The system allows law enforcement agencies to initiate public alerts in hopes the citizenry can assist in locating the subject of the notification.
There is also a Blue Alert, used when a law enforcement official has been killed or injured, and a Silver Alert, which notifies the public about a missing senior citizen, usually with some kind of mental or physical disability.
Now a “Yellow alert” and a “Feather Alert” are being added come the new year, the California Highway Patrol reported.
“The new ‘Feather Alert’ allows law enforcement agencies to request the CHP to initiate an alert when an indigenous person has been kidnapped, abducted or reported missing under unexplained or suspicious
circumstances, and specific criteria have been met to permit alert activation,” the CHP report states.
“Additionally, consistent with the department’s existing Amber, Blue and Silver Alert programs, this new ‘Feather Alert’ program encourages the use of radio, television and social media to spread the information about the missing indigenous person.”

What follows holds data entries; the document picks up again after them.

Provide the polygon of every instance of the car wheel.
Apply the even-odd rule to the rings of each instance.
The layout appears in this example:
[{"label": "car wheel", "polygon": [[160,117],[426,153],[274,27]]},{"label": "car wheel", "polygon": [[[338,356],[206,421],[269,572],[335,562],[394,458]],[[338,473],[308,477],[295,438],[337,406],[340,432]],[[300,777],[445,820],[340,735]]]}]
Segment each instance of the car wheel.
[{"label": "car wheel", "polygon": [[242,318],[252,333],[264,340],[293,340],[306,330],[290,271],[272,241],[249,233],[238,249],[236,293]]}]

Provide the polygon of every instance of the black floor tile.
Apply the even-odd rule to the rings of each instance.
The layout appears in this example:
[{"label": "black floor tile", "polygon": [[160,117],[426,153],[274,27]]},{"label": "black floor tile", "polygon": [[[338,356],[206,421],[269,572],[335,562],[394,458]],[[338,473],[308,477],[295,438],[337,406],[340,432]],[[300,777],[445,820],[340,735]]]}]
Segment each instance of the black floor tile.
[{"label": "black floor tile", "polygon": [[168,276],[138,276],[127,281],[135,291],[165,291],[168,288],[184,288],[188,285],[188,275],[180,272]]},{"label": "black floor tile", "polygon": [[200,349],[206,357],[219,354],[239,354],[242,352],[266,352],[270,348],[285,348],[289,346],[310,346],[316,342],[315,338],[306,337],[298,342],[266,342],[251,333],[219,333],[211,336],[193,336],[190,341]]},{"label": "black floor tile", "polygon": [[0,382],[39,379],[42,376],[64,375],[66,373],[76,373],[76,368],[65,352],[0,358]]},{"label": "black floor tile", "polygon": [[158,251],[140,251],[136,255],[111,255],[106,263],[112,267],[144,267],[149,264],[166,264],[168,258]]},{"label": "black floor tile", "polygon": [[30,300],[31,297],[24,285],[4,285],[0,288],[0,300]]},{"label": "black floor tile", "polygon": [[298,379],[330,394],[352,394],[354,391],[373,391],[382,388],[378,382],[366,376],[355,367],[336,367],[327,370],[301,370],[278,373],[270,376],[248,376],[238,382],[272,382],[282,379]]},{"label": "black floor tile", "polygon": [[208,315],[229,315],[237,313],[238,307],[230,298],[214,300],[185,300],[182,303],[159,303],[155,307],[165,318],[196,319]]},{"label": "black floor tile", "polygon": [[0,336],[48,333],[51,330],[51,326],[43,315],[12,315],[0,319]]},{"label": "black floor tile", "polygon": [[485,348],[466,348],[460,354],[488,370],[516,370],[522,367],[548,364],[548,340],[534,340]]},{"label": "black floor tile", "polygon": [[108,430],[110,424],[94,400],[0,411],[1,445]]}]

The new alert is the result of Assembly Bill 1314, authored by Assemblyman James Ramos, D-Highland, and signed by Gov. Gavin Newsom on Sept. 23. Ramos was born on the San Manuel Indian Reservation in San Bernardino County.
The “Yellow Alert,” authored by Assemblyman Jim Patterson, R-Fresno, and signed by Gov. Gavin Newsom on July 19, can be initiated “when a fatal hit-and-run crash has occurred, and specific criteria have been met to permit alert activation. The law also encourages local media outlets to disseminate the information contained in a Yellow Alert,” the CHP reports.